I also use the word “success” because the question “What does success look like?” illicits a different reponse and you’re more likely to get some emotional answers to that question.

One of the things that you’re trying to uncover here is really what a great solution is including delivery.  What’s the team who’s going to deliver it look like? What help might they need internally in order to deliver this successfully?

Finding fit:

You know the problem and you’ve worked on a potential solution with the client.  If you see that there’s a fit then now is the time to start exploring that. I don’t give you permission here to start talking about you.

Here are some examples of questions that help with fit:

“So, if we could provide a solution that looked like this <explanation>, what would that mean for you?” and listen.

“So, if we were going to try and implement that type of solution, who might be involved in that implementation?” and listen

“Who are the people that are going to make a decision around this and what’s important to those people?”

Once you have found some items that you can help with – then get more information.  I like to use very simple questions here like:

“You mentioned XXXXXX – can you tell me some more about that?”

You want to find out about:

  • The costs associated with the problem
  • Staff time wasted
  • Is this a priority from their superiors
  • What ideas have been tried to remedy this problem to date
    • How have they worked
    • What could have been done differently


Talk a Little About your Solution

Do this only at the very end and use it to summarise what you have learned.  For example:

“We have a XXXX  that addresses XXXX concern that you have.  It does that by XXXX and XXXX.  The next step would be for me to go and put together some more information in a proposal about how XXXX can specifically address your problems and fit your needs.”

Questions that need to be answered by the end of the First Meeting:

  1. Know if they have a budget assigned for addressing this problem
    1. And how much that is if they will tell you
  2. What timeframe is assigned to this budget (this financial year etc)
    1. Do they have an implementation date in mind?
  3. What is the buying process for your client
    1. Who is involved in this
  4. What criteria will be used in the decision making process
    1. Which criteria are the most important and why
    2. Typically this will involve one or more of these:
      1. Product or service features and benefits
      2. Product quality
      3. Professional support or ease of use
      4. Investment
      5. Image
  5. Know the next step and timeframe


Quick check that you know the answers to:

  • Who is involved in buying (influencers, approvers, decision maker)
  • Why are they buying (stated reasons (logical) as well as often unstated (emotional / ego etc)
  • What are they buying (hopefully your products and services)
  • How are they buying (what is their preferred process + of course the money question)

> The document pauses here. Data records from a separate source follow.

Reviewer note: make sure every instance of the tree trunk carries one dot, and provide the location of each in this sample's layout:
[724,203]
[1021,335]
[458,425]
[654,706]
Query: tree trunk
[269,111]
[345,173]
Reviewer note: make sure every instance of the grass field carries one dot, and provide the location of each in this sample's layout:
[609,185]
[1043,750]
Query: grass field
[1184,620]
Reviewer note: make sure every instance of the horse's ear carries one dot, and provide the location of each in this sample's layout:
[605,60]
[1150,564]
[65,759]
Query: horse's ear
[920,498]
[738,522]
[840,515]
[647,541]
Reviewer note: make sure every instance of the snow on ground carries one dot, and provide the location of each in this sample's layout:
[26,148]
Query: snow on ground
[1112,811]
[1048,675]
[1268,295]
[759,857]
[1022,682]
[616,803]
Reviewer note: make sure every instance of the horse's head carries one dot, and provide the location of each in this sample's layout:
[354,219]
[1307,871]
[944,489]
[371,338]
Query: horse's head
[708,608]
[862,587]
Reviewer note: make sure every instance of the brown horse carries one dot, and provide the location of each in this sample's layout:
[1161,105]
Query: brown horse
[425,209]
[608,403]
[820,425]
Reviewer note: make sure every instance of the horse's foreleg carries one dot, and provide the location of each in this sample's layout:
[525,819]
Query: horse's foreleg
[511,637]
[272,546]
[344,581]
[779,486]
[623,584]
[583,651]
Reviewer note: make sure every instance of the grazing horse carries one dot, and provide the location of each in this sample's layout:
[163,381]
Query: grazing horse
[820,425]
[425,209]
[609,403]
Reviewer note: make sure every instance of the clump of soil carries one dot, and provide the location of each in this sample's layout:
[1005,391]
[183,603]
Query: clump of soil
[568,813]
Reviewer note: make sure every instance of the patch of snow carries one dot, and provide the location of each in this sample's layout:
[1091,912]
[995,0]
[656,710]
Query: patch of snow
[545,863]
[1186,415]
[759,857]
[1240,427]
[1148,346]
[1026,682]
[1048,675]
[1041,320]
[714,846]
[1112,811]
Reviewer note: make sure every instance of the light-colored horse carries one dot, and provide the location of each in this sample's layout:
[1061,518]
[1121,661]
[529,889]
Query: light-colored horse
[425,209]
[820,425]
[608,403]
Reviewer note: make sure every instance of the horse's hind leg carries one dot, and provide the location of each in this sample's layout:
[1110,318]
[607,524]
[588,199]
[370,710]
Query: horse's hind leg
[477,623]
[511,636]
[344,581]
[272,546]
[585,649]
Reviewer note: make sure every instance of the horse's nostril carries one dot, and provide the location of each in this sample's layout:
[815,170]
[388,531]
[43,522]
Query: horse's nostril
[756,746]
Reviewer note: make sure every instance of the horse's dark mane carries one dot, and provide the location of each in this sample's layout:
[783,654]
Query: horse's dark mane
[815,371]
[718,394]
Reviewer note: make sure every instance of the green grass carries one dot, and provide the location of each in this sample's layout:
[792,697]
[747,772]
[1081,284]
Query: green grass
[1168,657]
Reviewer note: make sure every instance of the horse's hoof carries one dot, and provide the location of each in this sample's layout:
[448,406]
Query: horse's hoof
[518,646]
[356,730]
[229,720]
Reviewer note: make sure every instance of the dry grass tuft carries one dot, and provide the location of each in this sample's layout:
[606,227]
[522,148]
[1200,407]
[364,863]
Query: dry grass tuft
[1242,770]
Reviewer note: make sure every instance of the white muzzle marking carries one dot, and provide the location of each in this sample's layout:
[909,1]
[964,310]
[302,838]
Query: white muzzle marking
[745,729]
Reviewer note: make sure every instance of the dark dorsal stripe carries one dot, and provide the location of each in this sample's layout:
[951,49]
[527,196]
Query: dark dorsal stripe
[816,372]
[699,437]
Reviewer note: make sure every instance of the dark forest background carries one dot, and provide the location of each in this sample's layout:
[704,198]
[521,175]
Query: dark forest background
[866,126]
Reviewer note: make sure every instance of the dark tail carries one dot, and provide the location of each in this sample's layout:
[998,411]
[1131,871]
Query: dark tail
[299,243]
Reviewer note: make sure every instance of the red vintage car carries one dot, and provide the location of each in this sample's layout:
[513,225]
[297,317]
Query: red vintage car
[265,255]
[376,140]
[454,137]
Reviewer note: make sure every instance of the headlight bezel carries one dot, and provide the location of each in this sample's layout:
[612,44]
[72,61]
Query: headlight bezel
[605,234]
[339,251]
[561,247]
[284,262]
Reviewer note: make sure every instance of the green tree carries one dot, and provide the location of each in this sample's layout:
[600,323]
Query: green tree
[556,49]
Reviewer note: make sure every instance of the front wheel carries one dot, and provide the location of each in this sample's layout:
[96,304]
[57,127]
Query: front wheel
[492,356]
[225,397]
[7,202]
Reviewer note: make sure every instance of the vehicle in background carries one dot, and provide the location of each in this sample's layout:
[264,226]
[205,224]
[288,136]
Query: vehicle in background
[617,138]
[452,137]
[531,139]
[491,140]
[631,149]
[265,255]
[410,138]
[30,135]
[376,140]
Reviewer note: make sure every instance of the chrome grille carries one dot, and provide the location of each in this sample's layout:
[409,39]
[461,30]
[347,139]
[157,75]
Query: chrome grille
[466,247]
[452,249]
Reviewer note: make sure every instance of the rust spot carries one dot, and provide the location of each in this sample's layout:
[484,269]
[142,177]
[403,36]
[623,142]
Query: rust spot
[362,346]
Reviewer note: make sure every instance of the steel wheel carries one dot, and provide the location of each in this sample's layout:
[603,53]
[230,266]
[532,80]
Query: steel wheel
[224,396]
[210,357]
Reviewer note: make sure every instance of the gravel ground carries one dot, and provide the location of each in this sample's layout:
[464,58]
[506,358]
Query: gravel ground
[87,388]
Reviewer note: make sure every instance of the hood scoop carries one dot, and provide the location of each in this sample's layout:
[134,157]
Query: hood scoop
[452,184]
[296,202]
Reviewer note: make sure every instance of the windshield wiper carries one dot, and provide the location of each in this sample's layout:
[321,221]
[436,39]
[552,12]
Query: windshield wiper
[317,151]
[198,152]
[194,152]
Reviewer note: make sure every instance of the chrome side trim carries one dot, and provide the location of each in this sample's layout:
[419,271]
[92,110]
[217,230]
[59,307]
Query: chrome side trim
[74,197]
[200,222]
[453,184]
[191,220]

Great questions for the end of your first meeting:

“If there was a solution to ________ problem that we have talked about today, what would an ideal solution look like for you?”

“If there was a solution to ________ problem that we have talked about today, what would an ideal solution look like for your company?”

“If there was a solution to ________ problem that we have talked about today, what would an ideal solution look like for your boss?”

What to do once you’ve left that 1st meeting:

Take some time to stop and summarise your thoughts on:

  1. What went well / not so well
  2. What have you found out about the problem and the person
  3. What next steps have you confirmed with the client.

Make sure you follow up with an email that:

  1. Thanks them for their time and for sharing their thoughts on ________ problem / idea.
  2. Confirms the next steps
    1. From them
    2. From you
  3. Confirms your next point of contact with them.
  4. Invites them to call you should any questions come up in the meantime.


So now you have ALL the questions you need to get to really understand your client and the problem they are interested in solving and what they are likely to want to buy.